The first assigment that diplomatic security special agents receive it referred to as "Practical Application of the Basics." Special agents are usually assigned first to a domestic field office for at least 2 years, in order to get their feet wet. They'll receive practical work experience performing a myriad of security functions that the Bureau of Diplomatic Security handles in the United Sates, including passport and visa fraud investigations, background investigations on personnel, counterintelligence, and a variety of other criminal investigations.

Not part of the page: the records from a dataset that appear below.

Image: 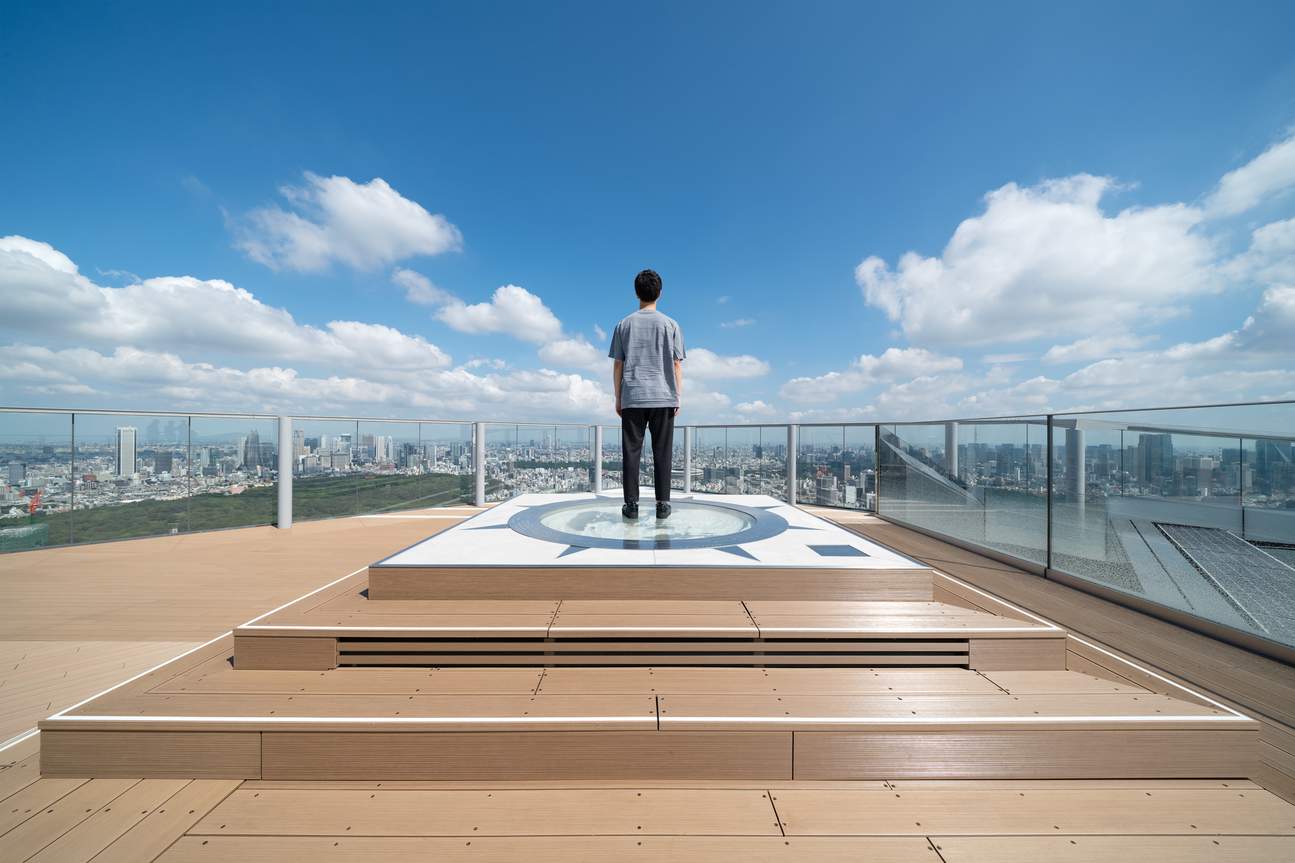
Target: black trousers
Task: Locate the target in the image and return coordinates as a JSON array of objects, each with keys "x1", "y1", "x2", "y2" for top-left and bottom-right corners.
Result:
[{"x1": 620, "y1": 408, "x2": 675, "y2": 503}]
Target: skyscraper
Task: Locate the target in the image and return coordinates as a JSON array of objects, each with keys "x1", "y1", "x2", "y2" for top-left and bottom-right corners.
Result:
[
  {"x1": 117, "y1": 425, "x2": 137, "y2": 477},
  {"x1": 240, "y1": 429, "x2": 260, "y2": 470}
]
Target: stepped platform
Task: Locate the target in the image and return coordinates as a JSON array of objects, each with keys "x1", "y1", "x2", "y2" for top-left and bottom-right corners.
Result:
[
  {"x1": 234, "y1": 571, "x2": 1066, "y2": 670},
  {"x1": 40, "y1": 638, "x2": 1257, "y2": 780},
  {"x1": 369, "y1": 491, "x2": 931, "y2": 601}
]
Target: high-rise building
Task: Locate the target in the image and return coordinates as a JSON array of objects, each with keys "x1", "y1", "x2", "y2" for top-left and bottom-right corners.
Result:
[
  {"x1": 238, "y1": 429, "x2": 260, "y2": 470},
  {"x1": 117, "y1": 425, "x2": 139, "y2": 477},
  {"x1": 153, "y1": 450, "x2": 174, "y2": 473},
  {"x1": 1137, "y1": 434, "x2": 1173, "y2": 485}
]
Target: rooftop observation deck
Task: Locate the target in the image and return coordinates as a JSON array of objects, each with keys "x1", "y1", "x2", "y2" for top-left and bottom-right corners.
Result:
[{"x1": 0, "y1": 507, "x2": 1295, "y2": 863}]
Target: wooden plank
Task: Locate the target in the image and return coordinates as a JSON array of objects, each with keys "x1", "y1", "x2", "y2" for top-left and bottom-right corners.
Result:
[
  {"x1": 773, "y1": 788, "x2": 1295, "y2": 834},
  {"x1": 234, "y1": 634, "x2": 337, "y2": 671},
  {"x1": 540, "y1": 667, "x2": 998, "y2": 695},
  {"x1": 0, "y1": 779, "x2": 87, "y2": 833},
  {"x1": 0, "y1": 779, "x2": 140, "y2": 860},
  {"x1": 262, "y1": 731, "x2": 791, "y2": 781},
  {"x1": 190, "y1": 788, "x2": 782, "y2": 836},
  {"x1": 339, "y1": 638, "x2": 967, "y2": 656},
  {"x1": 931, "y1": 836, "x2": 1295, "y2": 863},
  {"x1": 31, "y1": 779, "x2": 189, "y2": 863},
  {"x1": 549, "y1": 604, "x2": 758, "y2": 639},
  {"x1": 150, "y1": 660, "x2": 541, "y2": 695},
  {"x1": 40, "y1": 731, "x2": 260, "y2": 779},
  {"x1": 0, "y1": 752, "x2": 40, "y2": 801},
  {"x1": 342, "y1": 653, "x2": 967, "y2": 667},
  {"x1": 795, "y1": 728, "x2": 1257, "y2": 779},
  {"x1": 969, "y1": 635, "x2": 1066, "y2": 671},
  {"x1": 95, "y1": 779, "x2": 240, "y2": 863},
  {"x1": 159, "y1": 831, "x2": 935, "y2": 863},
  {"x1": 369, "y1": 566, "x2": 931, "y2": 601},
  {"x1": 982, "y1": 670, "x2": 1150, "y2": 695},
  {"x1": 658, "y1": 693, "x2": 1227, "y2": 731}
]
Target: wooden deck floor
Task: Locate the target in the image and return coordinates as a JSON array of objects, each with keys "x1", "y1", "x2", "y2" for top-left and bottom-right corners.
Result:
[
  {"x1": 0, "y1": 509, "x2": 474, "y2": 744},
  {"x1": 0, "y1": 725, "x2": 1295, "y2": 863},
  {"x1": 0, "y1": 505, "x2": 1295, "y2": 863}
]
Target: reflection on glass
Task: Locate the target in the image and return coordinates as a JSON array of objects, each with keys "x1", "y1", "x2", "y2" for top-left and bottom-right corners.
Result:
[
  {"x1": 1052, "y1": 404, "x2": 1295, "y2": 644},
  {"x1": 486, "y1": 422, "x2": 590, "y2": 500},
  {"x1": 293, "y1": 417, "x2": 360, "y2": 521},
  {"x1": 879, "y1": 417, "x2": 1048, "y2": 564},
  {"x1": 73, "y1": 413, "x2": 191, "y2": 543},
  {"x1": 796, "y1": 425, "x2": 877, "y2": 509},
  {"x1": 0, "y1": 412, "x2": 74, "y2": 552},
  {"x1": 187, "y1": 416, "x2": 278, "y2": 530}
]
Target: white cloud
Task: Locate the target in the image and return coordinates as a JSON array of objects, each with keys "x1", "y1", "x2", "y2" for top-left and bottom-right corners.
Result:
[
  {"x1": 778, "y1": 347, "x2": 962, "y2": 403},
  {"x1": 855, "y1": 174, "x2": 1220, "y2": 345},
  {"x1": 0, "y1": 237, "x2": 451, "y2": 369},
  {"x1": 1042, "y1": 333, "x2": 1151, "y2": 363},
  {"x1": 1206, "y1": 135, "x2": 1295, "y2": 216},
  {"x1": 539, "y1": 336, "x2": 611, "y2": 374},
  {"x1": 391, "y1": 268, "x2": 455, "y2": 306},
  {"x1": 733, "y1": 399, "x2": 778, "y2": 417},
  {"x1": 436, "y1": 285, "x2": 562, "y2": 343},
  {"x1": 684, "y1": 347, "x2": 769, "y2": 381},
  {"x1": 232, "y1": 172, "x2": 462, "y2": 272}
]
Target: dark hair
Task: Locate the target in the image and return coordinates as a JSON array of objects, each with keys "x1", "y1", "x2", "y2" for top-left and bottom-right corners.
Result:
[{"x1": 635, "y1": 270, "x2": 660, "y2": 303}]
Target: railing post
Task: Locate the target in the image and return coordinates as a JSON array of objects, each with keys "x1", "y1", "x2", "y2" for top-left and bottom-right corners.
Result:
[
  {"x1": 275, "y1": 416, "x2": 293, "y2": 530},
  {"x1": 1044, "y1": 413, "x2": 1051, "y2": 567},
  {"x1": 684, "y1": 425, "x2": 693, "y2": 495},
  {"x1": 787, "y1": 424, "x2": 800, "y2": 507},
  {"x1": 473, "y1": 422, "x2": 486, "y2": 507}
]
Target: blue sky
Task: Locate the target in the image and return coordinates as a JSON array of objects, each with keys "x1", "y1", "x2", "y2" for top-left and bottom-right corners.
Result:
[{"x1": 0, "y1": 3, "x2": 1295, "y2": 421}]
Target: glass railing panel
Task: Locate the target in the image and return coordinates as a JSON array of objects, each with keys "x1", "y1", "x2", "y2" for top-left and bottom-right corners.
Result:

State side assignments may also include protection detail for the Secretary of State and foreign dignitaries visiting the U.S. During their first assignment special agents may be temporarily assigned overseas to accomplish a specific task.

An Overseas Assignment

The second assigment that diplomatic security special agents receive is often an overseas assignment. Diplomatic security special agents are typically required to live a substantial portion of their careers overseas. While working abroad, diplomatic security special agents are commonly referred to as regional security officers (RSOs). Assignments abroad offer agents a lot of opportunity to grow their careers.

Diplomatic security special agents serving abroad usually work at U.S. embassies and consulates, and ar tasked with developing and implementing various components of a comprehensive security program to protect property, personnel, and sensative information against foreign intelligence agents, terrorists, and criminal elements.

Diplomatic Security special agent that demonstrates superior job performance may advance to the position of regional security officer. Regional security officers oversee security operations for an entire embassy or for numerous diplomatic posts within an assigned geographic area. RSOs work side by side top State Department officials and also serve as operational supervisors for U.S. Marine Security Guard detachment units.

Domestic assignments are as challenging and rewarding as overseas assignments. An Diplomatic Security officer can aspire to managing field office positions or a Department headquarters office position where he or she will be responsible for operations support.